Example : $R^2$ = 0.60, 60% of data is predictable by the regression model.

Estimating correlation using R

In the following R code, we use the cor() command to calculate the Pearson correlation coefficient (R) between the % HS Grad and % Poverty in the states.
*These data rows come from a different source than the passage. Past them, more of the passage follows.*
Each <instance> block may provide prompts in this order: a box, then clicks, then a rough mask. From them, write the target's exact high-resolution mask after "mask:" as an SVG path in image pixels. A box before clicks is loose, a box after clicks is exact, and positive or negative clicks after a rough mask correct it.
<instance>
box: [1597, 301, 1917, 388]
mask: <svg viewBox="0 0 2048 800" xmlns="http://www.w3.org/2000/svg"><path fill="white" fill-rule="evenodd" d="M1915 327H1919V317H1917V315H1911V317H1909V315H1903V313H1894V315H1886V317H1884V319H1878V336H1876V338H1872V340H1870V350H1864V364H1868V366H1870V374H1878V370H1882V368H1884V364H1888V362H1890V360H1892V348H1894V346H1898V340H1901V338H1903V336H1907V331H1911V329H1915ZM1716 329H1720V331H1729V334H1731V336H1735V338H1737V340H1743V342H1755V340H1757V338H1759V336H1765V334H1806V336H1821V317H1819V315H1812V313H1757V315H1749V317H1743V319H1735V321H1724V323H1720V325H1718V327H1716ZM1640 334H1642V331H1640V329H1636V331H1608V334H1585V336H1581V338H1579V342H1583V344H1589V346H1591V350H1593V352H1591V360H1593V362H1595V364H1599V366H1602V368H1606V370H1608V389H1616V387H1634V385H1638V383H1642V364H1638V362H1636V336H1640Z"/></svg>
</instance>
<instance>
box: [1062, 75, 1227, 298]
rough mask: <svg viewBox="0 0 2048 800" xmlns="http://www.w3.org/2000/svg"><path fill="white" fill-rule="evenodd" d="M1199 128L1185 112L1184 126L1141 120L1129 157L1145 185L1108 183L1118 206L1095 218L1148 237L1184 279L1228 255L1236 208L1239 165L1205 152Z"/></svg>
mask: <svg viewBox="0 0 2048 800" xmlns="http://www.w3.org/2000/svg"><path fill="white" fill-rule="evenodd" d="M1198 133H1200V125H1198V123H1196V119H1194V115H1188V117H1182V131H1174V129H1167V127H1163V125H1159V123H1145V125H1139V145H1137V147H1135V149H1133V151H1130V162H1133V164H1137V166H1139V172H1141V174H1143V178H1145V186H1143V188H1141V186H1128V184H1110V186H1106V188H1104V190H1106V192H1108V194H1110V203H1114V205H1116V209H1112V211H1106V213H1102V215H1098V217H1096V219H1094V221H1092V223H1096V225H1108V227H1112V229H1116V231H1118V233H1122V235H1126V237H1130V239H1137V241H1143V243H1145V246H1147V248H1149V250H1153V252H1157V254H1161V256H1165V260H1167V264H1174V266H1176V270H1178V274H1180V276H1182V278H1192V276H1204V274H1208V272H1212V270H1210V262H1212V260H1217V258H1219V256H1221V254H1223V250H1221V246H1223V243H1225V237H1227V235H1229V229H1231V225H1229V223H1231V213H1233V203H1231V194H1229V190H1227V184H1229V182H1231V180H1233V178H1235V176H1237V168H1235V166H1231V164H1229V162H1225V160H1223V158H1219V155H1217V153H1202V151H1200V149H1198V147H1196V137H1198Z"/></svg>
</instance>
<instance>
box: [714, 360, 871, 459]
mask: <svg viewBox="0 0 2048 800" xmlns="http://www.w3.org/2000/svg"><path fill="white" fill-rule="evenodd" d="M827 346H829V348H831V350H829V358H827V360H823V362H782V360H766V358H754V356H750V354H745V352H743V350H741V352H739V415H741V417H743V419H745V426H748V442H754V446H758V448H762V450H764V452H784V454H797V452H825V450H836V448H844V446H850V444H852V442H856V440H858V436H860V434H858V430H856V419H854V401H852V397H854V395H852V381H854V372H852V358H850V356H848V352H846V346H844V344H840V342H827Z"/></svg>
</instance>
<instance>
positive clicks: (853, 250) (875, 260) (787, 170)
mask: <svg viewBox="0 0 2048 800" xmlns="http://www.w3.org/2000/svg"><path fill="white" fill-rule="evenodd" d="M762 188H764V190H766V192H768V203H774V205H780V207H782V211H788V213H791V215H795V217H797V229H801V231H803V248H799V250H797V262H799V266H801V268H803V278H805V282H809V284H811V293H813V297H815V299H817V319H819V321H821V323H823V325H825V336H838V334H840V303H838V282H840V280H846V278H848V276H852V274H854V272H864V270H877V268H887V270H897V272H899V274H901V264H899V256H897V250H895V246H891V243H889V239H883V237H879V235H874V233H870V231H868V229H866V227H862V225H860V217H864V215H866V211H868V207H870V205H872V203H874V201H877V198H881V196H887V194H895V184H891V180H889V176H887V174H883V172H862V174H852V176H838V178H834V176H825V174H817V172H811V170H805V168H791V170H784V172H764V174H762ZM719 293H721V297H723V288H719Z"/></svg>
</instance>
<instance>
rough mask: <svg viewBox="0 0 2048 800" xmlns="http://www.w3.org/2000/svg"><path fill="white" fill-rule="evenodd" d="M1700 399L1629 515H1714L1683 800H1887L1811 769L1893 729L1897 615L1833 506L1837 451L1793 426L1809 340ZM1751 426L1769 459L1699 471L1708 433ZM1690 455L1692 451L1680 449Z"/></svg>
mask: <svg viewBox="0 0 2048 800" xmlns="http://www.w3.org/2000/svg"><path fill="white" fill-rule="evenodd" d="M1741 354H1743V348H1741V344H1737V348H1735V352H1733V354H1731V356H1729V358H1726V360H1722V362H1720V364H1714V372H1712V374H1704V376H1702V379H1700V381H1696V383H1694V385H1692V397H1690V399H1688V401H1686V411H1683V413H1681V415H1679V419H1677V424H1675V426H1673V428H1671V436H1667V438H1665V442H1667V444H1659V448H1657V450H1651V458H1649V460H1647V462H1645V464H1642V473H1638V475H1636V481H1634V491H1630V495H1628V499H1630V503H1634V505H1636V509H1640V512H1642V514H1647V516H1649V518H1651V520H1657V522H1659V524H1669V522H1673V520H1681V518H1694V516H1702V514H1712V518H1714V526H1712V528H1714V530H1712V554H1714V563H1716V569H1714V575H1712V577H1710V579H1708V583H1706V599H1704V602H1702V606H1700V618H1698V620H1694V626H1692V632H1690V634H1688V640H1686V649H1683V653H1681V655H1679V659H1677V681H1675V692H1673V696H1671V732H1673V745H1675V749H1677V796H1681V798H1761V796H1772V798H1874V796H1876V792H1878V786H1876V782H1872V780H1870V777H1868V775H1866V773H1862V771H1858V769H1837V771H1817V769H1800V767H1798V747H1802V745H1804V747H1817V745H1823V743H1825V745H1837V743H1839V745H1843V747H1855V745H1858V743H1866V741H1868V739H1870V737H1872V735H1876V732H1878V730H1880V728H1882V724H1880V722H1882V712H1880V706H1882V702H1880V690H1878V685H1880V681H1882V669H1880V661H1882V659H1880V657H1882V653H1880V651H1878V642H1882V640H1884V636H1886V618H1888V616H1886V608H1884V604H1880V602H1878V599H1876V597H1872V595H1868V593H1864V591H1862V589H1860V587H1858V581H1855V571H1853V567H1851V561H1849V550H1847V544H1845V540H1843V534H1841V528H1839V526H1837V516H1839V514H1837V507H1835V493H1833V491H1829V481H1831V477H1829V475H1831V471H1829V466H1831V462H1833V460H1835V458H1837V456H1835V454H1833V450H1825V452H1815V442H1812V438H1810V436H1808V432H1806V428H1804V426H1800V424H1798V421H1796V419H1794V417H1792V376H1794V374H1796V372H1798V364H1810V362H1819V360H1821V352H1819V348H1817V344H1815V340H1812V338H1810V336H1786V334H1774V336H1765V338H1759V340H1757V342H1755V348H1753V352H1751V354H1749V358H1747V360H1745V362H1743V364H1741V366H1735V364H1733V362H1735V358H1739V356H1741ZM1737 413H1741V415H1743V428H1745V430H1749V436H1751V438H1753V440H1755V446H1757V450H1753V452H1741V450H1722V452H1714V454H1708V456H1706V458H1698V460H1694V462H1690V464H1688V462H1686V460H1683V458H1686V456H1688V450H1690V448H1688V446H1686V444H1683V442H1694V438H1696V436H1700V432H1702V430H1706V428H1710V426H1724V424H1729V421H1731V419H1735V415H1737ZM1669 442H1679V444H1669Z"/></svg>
Note that the coefficient of determination is obtained by squaring R.

Poverty = c(14.6, 8.3, 13.3, 18.0, 12.8,  9.4,  7.8,  8.1, 16.8, 12.1, 12.1, 10.6,
       11.8, 11.2,  8.7 , 8.3,  9.4, 13.1, 17.0, 11.3,  7.3,  9.6, 10.3,6.5, 17.6,
       9.6, 13.7,  9.5, 8.3,  5.6,  7.8, 17.8, 14.0, 13.1, 11.9, 10.1, 14.7,
       11.2 ,9.2 ,10.3,13.5, 10.2 ,14.2, 15.3, 9.3,  9.9,8.7 ,10.8, 16.0,  8.6 , 9.5)

Graduates = c(79.9,90.6 ,83.8, 80.9, 81.1,88.7, 87.5, 88.7, 86.0, 84.7,85.1,88.5, 88.2,
      85.9, 86.4, 89.7, 88.6, 82.8, 79.8,86.6, 87.6,87.1,87.6,91.6,
      81.2, 88.3,90.1, 90.8, 85.6, 92.1, 86.2, 81.7, 84.2, 81.4, 89.7, 87.2, 85.7,
      86.9, 86.0, 81.0, 80.8 ,88.7 ,81.0 ,77.2, 89.4, 88.9,87.8 ,89.1, 78.7,88.6, 90.9)

##Correlation Coefficient
R = cor(Graduates, Poverty, method = "pearson")
R
## Coefficient of Determination R2
R2 = R^2
R2

Visualizing correlation

Remember −1 ≤𝑅≤ 1
If 𝑅 is near 1, it means strong positive linear association
If 𝑅 is near −1, it means strong negative linear association
Some sample scatter plots and their correlations

Guessing the Correlation

Which of the following is the best guess for the correlation between percent in poverty and percent HS grad?

0.6
-0.75
-0.1
0.02
-1.5

-0.75

Guessing the correlation

Which of the following is the best guess for the correlation between percent in poverty and percent female householder?

0.1
-0.6
-0.4
0.9
0.5

0.5

Weak/Moderate/ Strong correlation

Weak Positive Correlation: $R$ is between 0.1 and 0.3 means that the existing relationship is weak.
Moderate Positive Correlation: $R$ is between 0.3 and 0.7 means that the relationship is moderate.
Strong Positive Correlation: $R$ is between 0.7 and 0.9 means that the relationship is strong.

Different standard:

Assessing the correlation (end of 8.1)

Which of the following is has the strongest correlation, i.e. correlation coefficient closest to +1 or -1?

(b) → correlation measures the strength of linear association
The correlation is intended to quantify the strength of a linear trend.
For nonlinear trends, correlations may not reflect the strength of the relationship.

The plots below show strong nonlinear association but weak correlation.